Help converting Jags.jl example to Turing

I want to start using Turing and decided to learn it by converting an example from Jags.jl (which I have used before). I have selected the ‘rats’ example from Jags.jl for the test.
I have a working code, but 2 issues that I would like some help with…

Here is my version in Turing.jl, excluding the data definition:

using StatsPlots, Turing

@model function rat_sampler(x, Y)
	# input data properties
	xBar = mean(x)
	N = size(Y, 1)

	# sample priors
	alphaC ~ Normal(0, 100)
	tauAlpha ~ Gamma(0.001, 1000)
	betaC  ~ Normal(0, 100)
	tauBeta ~ Gamma(0.001, 1000)
	tauC ~ Gamma(0.001, 1000)
	# computed values - should be stored
	sigma = 1.0/sqrt(tauC)
	alpha0 = alphaC - betaC * xBar

	# sampling alpha and beta outside of the loop, since inside we would
	# have to access alpha[i] and beta[i], which would require defining
	# alpha and beta as an empty vector here anyway...
	alpha ~ filldist(Normal(alphaC, sqrt(1/tauAlpha)), N)
	beta ~ filldist(Normal(betaC, sqrt(1/tauBeta)), N)

	for i in 1:N
		for j in 1:size(Y, 2)
			mu = alpha[i] + beta[i] * (x[j] - xBar)
			Y[i,j] ~ Normal(mu, sigma)
		end
	end
end

# declare the model instance on all processes
model = rat_sampler(rats["x"], rats["Y"])

# sample 4 chains
chains = sample(model, NUTS(), MCMCThreads(), 10000, 4)

# plot and save results
p = plot(chains[[:tauC, :betaC]])  # plot only selected variables

This works, but I would like to include sigma and alpha0 in the chains, so I see their distributions in plot(chains) - as is the case in the Jags.jl example.
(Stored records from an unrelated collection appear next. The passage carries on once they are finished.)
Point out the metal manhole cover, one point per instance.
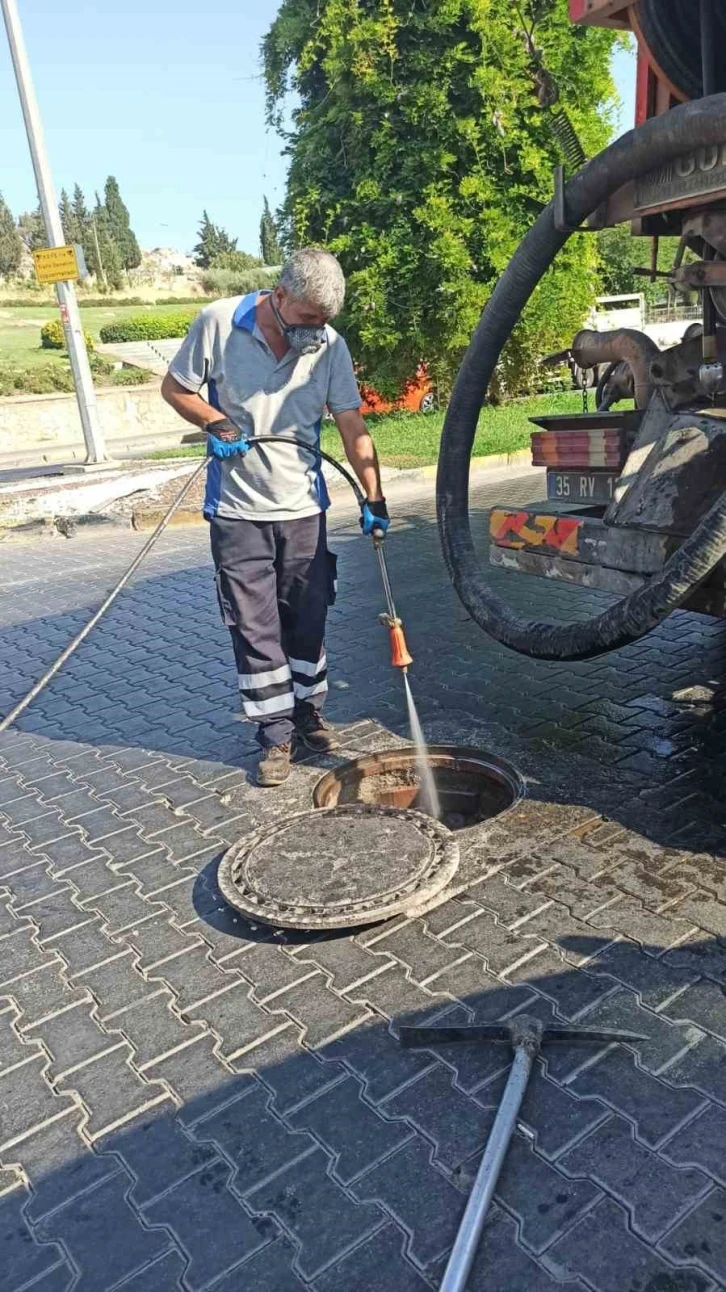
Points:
(337, 867)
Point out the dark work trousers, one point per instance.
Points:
(274, 584)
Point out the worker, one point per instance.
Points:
(271, 363)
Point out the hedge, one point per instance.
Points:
(149, 327)
(237, 282)
(52, 336)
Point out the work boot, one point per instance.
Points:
(311, 730)
(273, 768)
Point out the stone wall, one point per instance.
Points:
(38, 429)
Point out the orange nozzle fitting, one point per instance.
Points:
(399, 655)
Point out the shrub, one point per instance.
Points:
(149, 327)
(56, 377)
(40, 380)
(128, 377)
(230, 282)
(52, 337)
(94, 302)
(239, 261)
(185, 300)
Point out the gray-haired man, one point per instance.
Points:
(271, 363)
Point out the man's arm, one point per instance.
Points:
(361, 452)
(193, 407)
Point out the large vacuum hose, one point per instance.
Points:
(650, 146)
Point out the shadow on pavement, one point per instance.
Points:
(345, 1163)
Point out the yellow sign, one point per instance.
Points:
(56, 265)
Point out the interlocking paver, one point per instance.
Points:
(71, 1036)
(60, 1164)
(304, 1191)
(111, 1091)
(419, 1197)
(350, 1129)
(116, 985)
(269, 1270)
(607, 903)
(292, 1073)
(654, 1107)
(377, 1265)
(103, 1252)
(601, 1240)
(654, 1193)
(163, 1275)
(700, 1144)
(156, 1151)
(154, 1029)
(256, 1141)
(451, 1122)
(202, 1204)
(29, 1101)
(23, 1260)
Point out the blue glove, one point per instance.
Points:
(225, 448)
(375, 516)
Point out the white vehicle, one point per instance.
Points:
(664, 326)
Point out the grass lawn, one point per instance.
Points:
(412, 439)
(20, 327)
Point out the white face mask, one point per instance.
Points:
(301, 337)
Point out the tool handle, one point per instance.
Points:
(479, 1200)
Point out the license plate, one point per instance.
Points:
(696, 175)
(580, 486)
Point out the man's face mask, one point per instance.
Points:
(301, 337)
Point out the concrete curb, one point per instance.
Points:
(144, 518)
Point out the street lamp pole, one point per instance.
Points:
(70, 313)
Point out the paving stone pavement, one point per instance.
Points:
(190, 1101)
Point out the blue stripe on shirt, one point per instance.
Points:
(213, 490)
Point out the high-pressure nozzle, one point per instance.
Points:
(399, 654)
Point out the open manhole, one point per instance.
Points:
(472, 784)
(346, 866)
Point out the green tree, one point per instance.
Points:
(67, 218)
(420, 155)
(10, 242)
(105, 257)
(83, 228)
(31, 228)
(213, 242)
(119, 225)
(270, 247)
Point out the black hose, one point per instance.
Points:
(118, 587)
(651, 146)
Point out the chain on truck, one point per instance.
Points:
(636, 496)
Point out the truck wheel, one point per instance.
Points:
(654, 145)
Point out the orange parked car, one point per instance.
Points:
(417, 395)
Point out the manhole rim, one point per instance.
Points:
(385, 759)
(445, 862)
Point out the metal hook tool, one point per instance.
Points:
(526, 1035)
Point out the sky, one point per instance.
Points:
(165, 94)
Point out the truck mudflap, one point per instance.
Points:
(580, 549)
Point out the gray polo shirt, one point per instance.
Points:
(226, 352)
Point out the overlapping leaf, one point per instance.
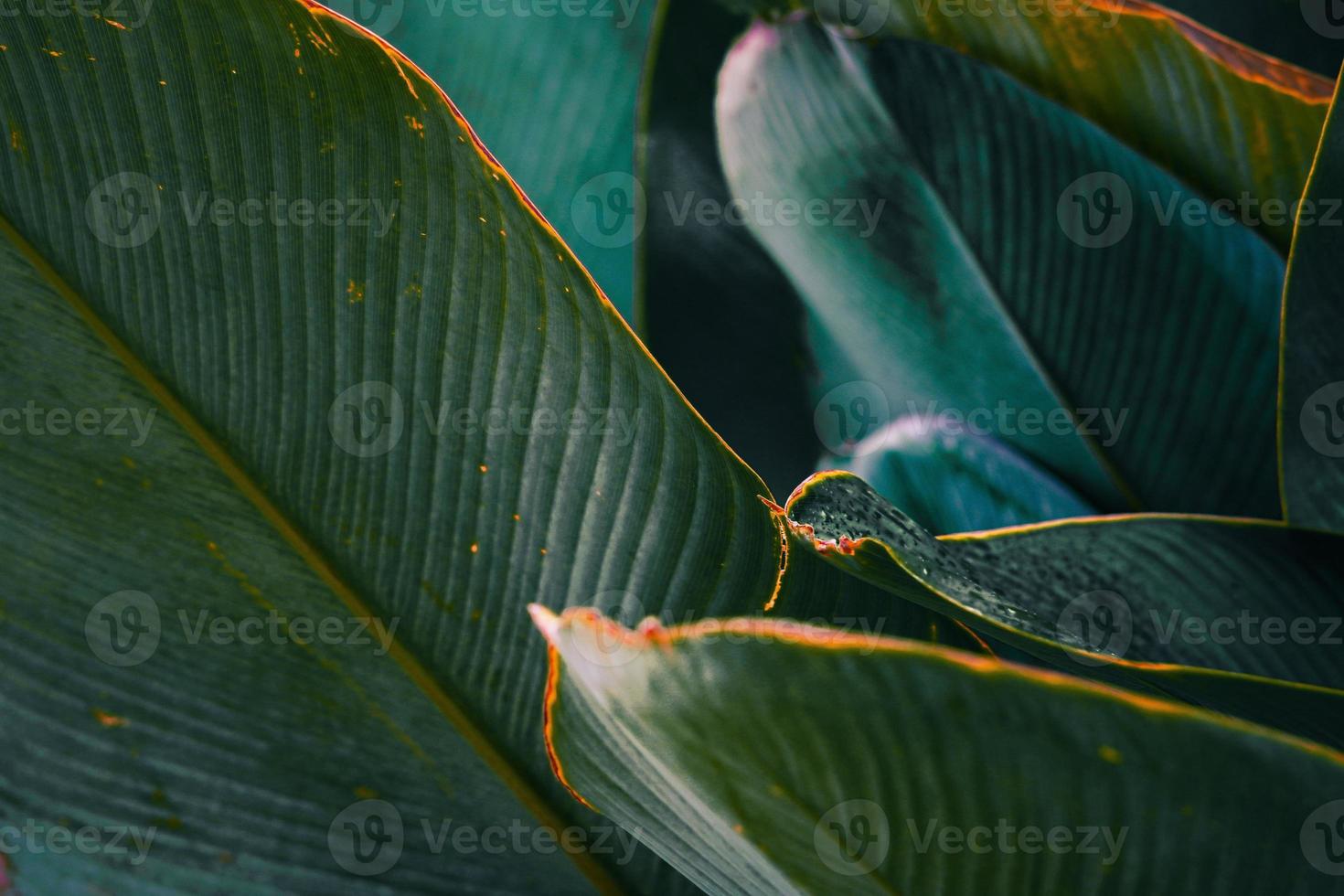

Is there some way to instruct Turing to add them to the chain?
On the other hand, I do not need alphas and betas - is there some equivalent to Jags’ “monitor” functionality?

The other concern is speed: the Jags.jl version takes under 2 minutes, while the presented Turing version takes ca. 7 minutes. I have also made a version using distributed sampling (as described in Turing documentation), but that saves only ca. 1 minute, so it is still 3 times slower than Jags.jl.

I tried other samplers, but NUTS is the only one I managed producing reasonable answers with.

PS: is there a Turing.jl equivalent to Jags’ “thin” argument, for using only every n-th sample?

You can use MCMCChains.jl to plot and monitor chains. Your timing comparison is not fair. The Gibbs sampler in Jags will be faster per iteration than the NUTS sampler in Turing, but the mixing will be much better with NUTS. Hence, you should first compare Effective Sample Size which will tell you how many iterations you need with NUTS.